Recently, the team led by Dr. Jing Pan at Beijing GoBroad Hospital, in collaboration with Professor Xiaoming Feng from the School of Basic Medical Sciences at Hangzhou Normal University, published their latest findings in Molecular Therapy. The study, titled “Autologous CD19 CAR T-cell therapy for pediatric and adult systemic lupus erythematosus: a phase 1/2 trial,” presents comprehensive data on the safety and efficacy of CD19 CAR-T therapy in both pediatric and adult patients.

SLE is a chronic autoimmune disease characterized by multisystem involvement. Its pathogenesis is largely driven by the abnormal activation of autoreactive B cells, which continuously produce autoantibodies such as anti-dsDNA antibodies. This immune dysregulation leads to systemic inflammation and progressive organ damage, particularly affecting the kidneys, liver, lungs, and skin. Compared with adults, pediatric patients often exhibit more aggressive disease and face greater risks related to long-term immunosuppressive treatment, including impaired growth and severe complications.

The study was designed as a phase 1/2 clinical trial, consisting of a dose-escalation stage followed by a dose-expansion stage. The primary objectives in phase 1 were to evaluate dose-limiting toxicities and short-term adverse events, while phase 2 focused on treatment efficacy, assessed by objective response rates at 3 and 6 months. To determine the optimal dose, the investigators employed the TITE-BOIN12 design, which allows for a balanced assessment of both safety and therapeutic benefit.

A total of 18 patients were enrolled in the study, including 15 pediatric and 3 adult patients, all of whom had failed at least two prior lines of immunosuppressive therapy. The cohort included patients with diverse clinical manifestations, such as lupus nephritis, autoimmune hemolytic anemia, and immune thrombocytopenia. In addition, several patients with relatively low disease activity but high dependence on medication were included to explore the potential of early intervention.

The recommended dose for phase 2 was established at 1 × 10⁶ CAR-T cells per kilogram. Notably, this dose demonstrated an optimal balance between safety and efficacy, with no dose-limiting toxicities observed during the dose-escalation phase.

In terms of safety, CD19 CAR-T therapy in SLE patients showed a markedly milder profile compared to its use in hematologic malignancies. Most patients experienced only mild cytokine release syndrome, primarily presenting as transient fever. A small number of patients developed mild neurological symptoms, and no severe infections were reported. Although some patients experienced transient cytopenias, these were reversible and manageable.

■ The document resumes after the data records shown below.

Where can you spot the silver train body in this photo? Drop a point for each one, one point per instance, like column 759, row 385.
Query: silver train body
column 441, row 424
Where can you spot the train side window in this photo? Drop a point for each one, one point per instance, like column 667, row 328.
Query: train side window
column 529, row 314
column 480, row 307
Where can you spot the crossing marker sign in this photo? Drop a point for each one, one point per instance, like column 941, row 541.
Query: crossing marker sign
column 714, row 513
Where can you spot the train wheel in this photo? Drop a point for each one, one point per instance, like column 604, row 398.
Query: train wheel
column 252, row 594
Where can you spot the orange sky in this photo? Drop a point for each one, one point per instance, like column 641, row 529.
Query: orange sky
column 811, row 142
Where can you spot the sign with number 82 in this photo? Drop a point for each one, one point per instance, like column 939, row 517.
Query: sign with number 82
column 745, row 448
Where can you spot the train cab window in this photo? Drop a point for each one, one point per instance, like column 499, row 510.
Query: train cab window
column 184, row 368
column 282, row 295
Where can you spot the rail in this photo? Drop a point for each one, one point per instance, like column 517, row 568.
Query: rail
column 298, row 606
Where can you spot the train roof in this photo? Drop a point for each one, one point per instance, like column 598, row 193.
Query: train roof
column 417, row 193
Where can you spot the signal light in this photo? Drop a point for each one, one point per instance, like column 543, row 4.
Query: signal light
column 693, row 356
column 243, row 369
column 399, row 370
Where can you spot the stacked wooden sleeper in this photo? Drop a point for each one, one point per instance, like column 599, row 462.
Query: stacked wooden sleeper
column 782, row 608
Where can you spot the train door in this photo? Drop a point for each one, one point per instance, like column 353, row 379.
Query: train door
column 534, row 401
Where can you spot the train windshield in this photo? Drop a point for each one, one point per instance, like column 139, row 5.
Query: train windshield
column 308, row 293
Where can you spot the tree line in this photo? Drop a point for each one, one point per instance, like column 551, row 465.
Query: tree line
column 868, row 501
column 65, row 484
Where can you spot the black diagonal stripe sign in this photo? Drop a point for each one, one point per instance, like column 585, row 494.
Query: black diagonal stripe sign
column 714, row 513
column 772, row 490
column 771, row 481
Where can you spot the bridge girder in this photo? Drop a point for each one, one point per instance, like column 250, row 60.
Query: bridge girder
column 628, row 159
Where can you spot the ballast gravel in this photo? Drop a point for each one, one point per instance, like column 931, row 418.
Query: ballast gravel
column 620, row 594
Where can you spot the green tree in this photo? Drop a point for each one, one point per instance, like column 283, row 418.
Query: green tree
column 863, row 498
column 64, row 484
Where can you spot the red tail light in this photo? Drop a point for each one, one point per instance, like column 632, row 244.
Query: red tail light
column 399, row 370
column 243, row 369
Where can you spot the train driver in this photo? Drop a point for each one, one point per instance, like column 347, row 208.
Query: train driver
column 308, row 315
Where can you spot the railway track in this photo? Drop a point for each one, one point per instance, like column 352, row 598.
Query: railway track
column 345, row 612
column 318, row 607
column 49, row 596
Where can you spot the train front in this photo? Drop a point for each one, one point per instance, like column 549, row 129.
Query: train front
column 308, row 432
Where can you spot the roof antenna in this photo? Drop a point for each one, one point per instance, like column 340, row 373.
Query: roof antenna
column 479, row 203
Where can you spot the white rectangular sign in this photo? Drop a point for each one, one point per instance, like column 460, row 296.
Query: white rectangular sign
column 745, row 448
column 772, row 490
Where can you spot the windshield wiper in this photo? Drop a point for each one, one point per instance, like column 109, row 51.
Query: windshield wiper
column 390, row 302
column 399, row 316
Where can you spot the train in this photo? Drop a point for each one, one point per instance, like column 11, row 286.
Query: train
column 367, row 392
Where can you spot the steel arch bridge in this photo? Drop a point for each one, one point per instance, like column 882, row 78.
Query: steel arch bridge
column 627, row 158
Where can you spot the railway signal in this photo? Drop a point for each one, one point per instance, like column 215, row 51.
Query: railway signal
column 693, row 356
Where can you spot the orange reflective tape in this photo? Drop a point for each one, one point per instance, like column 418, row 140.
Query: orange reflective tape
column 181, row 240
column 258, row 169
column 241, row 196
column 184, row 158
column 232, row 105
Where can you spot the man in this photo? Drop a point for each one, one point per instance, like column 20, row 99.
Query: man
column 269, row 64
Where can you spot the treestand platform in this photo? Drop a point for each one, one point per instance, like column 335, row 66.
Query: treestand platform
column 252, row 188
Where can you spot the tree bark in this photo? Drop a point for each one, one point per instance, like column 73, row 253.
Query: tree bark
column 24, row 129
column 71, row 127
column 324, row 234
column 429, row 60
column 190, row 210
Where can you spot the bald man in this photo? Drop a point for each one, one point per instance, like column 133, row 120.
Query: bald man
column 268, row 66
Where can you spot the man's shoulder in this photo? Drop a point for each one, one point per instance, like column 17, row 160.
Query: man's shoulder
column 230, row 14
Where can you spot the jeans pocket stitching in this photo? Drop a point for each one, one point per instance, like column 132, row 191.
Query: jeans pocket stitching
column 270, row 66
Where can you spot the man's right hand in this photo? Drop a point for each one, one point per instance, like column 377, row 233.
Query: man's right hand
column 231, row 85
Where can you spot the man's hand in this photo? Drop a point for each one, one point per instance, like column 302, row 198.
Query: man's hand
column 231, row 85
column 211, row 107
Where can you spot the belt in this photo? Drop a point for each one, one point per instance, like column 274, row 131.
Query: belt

The efficacy results were encouraging. Among evaluable patients with active disease at baseline, the majority achieved significant clinical responses at 6 months. Overall, 14 out of 18 patients reached DORIS-defined remission, while an additional 2 patients achieved low disease activity status. Importantly, most of these patients were able to discontinue immunosuppressive therapy and maintain remission.

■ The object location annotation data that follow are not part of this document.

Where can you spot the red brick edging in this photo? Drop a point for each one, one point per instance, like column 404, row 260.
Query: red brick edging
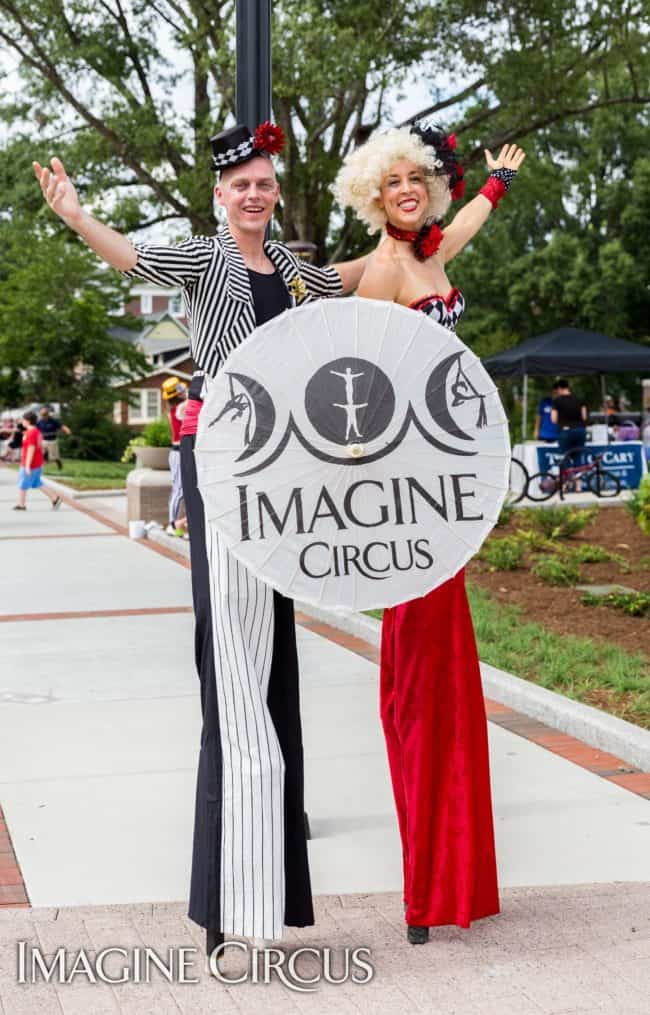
column 12, row 890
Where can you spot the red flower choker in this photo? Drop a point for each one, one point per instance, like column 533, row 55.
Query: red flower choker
column 426, row 241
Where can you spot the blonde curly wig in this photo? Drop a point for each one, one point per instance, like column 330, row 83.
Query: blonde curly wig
column 358, row 182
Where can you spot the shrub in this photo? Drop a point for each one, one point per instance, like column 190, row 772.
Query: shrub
column 561, row 522
column 639, row 505
column 555, row 569
column 157, row 433
column 636, row 604
column 503, row 554
column 587, row 553
column 534, row 540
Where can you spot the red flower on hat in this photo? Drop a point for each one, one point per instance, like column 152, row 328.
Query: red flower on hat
column 269, row 137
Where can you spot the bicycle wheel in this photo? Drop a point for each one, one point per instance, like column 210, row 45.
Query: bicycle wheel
column 518, row 484
column 603, row 483
column 541, row 486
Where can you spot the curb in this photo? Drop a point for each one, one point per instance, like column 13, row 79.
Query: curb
column 599, row 730
column 595, row 728
column 73, row 494
column 159, row 536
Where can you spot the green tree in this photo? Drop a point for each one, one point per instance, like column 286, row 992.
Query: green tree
column 98, row 80
column 57, row 303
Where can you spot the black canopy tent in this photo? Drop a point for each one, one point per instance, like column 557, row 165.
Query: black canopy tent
column 568, row 351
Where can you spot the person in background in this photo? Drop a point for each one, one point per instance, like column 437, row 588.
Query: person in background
column 175, row 394
column 545, row 429
column 29, row 474
column 609, row 406
column 50, row 427
column 570, row 416
column 7, row 426
column 15, row 443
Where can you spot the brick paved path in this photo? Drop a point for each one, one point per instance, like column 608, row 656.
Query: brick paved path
column 551, row 950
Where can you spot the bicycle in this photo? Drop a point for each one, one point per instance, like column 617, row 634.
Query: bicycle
column 570, row 478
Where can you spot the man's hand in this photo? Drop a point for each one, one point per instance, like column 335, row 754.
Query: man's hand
column 60, row 194
column 58, row 191
column 510, row 157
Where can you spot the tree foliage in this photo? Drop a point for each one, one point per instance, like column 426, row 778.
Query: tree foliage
column 101, row 85
column 57, row 303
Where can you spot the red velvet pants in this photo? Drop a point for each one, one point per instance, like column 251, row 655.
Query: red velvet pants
column 434, row 719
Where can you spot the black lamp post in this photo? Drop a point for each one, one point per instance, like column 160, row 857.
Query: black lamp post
column 253, row 92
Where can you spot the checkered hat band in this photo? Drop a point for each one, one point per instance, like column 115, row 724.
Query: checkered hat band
column 234, row 155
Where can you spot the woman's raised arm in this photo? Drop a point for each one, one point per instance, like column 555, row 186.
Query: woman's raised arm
column 468, row 221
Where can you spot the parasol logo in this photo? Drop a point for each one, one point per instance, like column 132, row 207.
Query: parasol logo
column 351, row 400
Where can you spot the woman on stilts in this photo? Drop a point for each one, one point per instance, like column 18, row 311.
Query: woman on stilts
column 431, row 698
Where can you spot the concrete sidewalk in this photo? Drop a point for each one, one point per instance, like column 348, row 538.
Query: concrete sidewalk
column 100, row 718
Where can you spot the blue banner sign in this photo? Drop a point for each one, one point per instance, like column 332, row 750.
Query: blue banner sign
column 625, row 459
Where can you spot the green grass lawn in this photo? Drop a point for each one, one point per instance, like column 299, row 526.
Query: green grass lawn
column 581, row 668
column 90, row 475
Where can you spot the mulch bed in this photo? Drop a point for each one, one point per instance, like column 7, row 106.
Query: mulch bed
column 561, row 609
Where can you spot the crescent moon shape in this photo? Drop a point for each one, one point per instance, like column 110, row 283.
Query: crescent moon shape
column 264, row 414
column 436, row 398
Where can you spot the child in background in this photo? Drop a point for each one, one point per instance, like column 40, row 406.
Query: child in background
column 29, row 474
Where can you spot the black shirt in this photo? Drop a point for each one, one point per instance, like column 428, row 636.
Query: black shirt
column 569, row 411
column 49, row 427
column 269, row 295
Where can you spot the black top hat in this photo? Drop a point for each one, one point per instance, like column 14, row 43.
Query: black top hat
column 237, row 144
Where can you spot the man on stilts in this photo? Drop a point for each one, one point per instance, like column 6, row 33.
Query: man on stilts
column 250, row 874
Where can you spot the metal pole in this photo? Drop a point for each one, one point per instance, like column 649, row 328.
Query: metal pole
column 253, row 88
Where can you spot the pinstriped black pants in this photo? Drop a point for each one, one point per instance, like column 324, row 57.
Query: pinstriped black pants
column 250, row 873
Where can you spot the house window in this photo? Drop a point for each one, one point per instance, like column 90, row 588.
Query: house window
column 152, row 404
column 135, row 407
column 176, row 305
column 144, row 405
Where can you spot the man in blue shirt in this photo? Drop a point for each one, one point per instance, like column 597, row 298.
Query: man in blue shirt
column 50, row 427
column 545, row 429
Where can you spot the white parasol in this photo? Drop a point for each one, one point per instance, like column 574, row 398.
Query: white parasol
column 352, row 453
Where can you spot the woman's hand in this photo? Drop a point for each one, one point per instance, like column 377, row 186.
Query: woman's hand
column 58, row 190
column 510, row 157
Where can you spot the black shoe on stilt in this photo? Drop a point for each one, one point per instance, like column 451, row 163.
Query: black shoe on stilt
column 417, row 935
column 213, row 939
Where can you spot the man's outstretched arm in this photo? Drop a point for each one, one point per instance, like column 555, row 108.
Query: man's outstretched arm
column 60, row 194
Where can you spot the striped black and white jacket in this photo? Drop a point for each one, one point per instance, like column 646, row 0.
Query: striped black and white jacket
column 216, row 289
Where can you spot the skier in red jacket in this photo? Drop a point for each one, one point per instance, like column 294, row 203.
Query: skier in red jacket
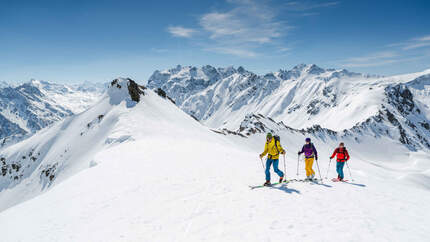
column 342, row 157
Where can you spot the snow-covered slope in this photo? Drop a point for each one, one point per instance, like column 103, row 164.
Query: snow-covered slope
column 31, row 106
column 146, row 171
column 302, row 97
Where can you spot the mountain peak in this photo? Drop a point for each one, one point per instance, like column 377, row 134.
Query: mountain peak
column 125, row 89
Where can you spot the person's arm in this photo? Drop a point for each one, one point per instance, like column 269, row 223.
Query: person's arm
column 303, row 150
column 315, row 152
column 347, row 155
column 334, row 153
column 281, row 150
column 265, row 151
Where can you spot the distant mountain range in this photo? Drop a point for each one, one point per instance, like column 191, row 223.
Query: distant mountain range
column 303, row 97
column 29, row 107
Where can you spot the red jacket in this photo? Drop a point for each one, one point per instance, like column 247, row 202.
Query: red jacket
column 342, row 154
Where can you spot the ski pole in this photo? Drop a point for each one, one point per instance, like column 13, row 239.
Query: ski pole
column 285, row 168
column 352, row 179
column 328, row 169
column 319, row 172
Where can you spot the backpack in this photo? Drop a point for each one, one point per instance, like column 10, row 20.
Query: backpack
column 277, row 139
column 344, row 152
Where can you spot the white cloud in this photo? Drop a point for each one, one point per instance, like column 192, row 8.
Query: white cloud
column 247, row 22
column 179, row 31
column 240, row 31
column 233, row 51
column 424, row 38
column 413, row 43
column 299, row 6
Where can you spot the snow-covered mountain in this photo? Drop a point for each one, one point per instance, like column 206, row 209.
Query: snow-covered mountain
column 305, row 96
column 134, row 167
column 29, row 107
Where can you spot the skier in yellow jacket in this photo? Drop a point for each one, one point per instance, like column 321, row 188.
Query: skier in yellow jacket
column 273, row 148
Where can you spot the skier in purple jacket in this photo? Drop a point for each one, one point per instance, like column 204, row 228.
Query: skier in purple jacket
column 310, row 154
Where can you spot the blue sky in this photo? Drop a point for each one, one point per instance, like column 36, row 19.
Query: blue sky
column 75, row 41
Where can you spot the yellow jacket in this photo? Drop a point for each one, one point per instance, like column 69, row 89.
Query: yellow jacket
column 270, row 149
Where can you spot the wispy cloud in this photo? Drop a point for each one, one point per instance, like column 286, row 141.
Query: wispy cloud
column 399, row 53
column 179, row 31
column 242, row 30
column 374, row 59
column 233, row 51
column 248, row 21
column 308, row 5
column 413, row 43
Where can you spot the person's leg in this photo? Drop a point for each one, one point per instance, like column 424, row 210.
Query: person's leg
column 311, row 164
column 342, row 164
column 268, row 164
column 276, row 169
column 308, row 170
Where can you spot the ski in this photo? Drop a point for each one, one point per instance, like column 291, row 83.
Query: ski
column 287, row 181
column 336, row 180
column 271, row 185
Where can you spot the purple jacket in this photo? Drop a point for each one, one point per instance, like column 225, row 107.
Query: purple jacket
column 309, row 150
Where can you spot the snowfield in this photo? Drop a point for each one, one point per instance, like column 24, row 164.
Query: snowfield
column 147, row 171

Subgroup analyses further highlighted the benefits in pediatric patients, where a high proportion achieved sustained remission. Patients with lupus nephritis also demonstrated meaningful improvement, including reductions in proteinuria and normalization of serological markers such as complement levels and anti-dsDNA antibodies.

With a median follow-up of over 10 months, the durability of response was notable. The majority of patients maintained remission without ongoing immunosuppressive therapy, with only one reported relapse.

In conclusion, this study provides important evidence supporting the safety and efficacy of autologous CD19 CAR-T therapy in SLE. The findings suggest that early cellular intervention may not only control disease activity but also reduce long-term treatment-related toxicity, offering a promising pathway toward sustained, drug-free remission.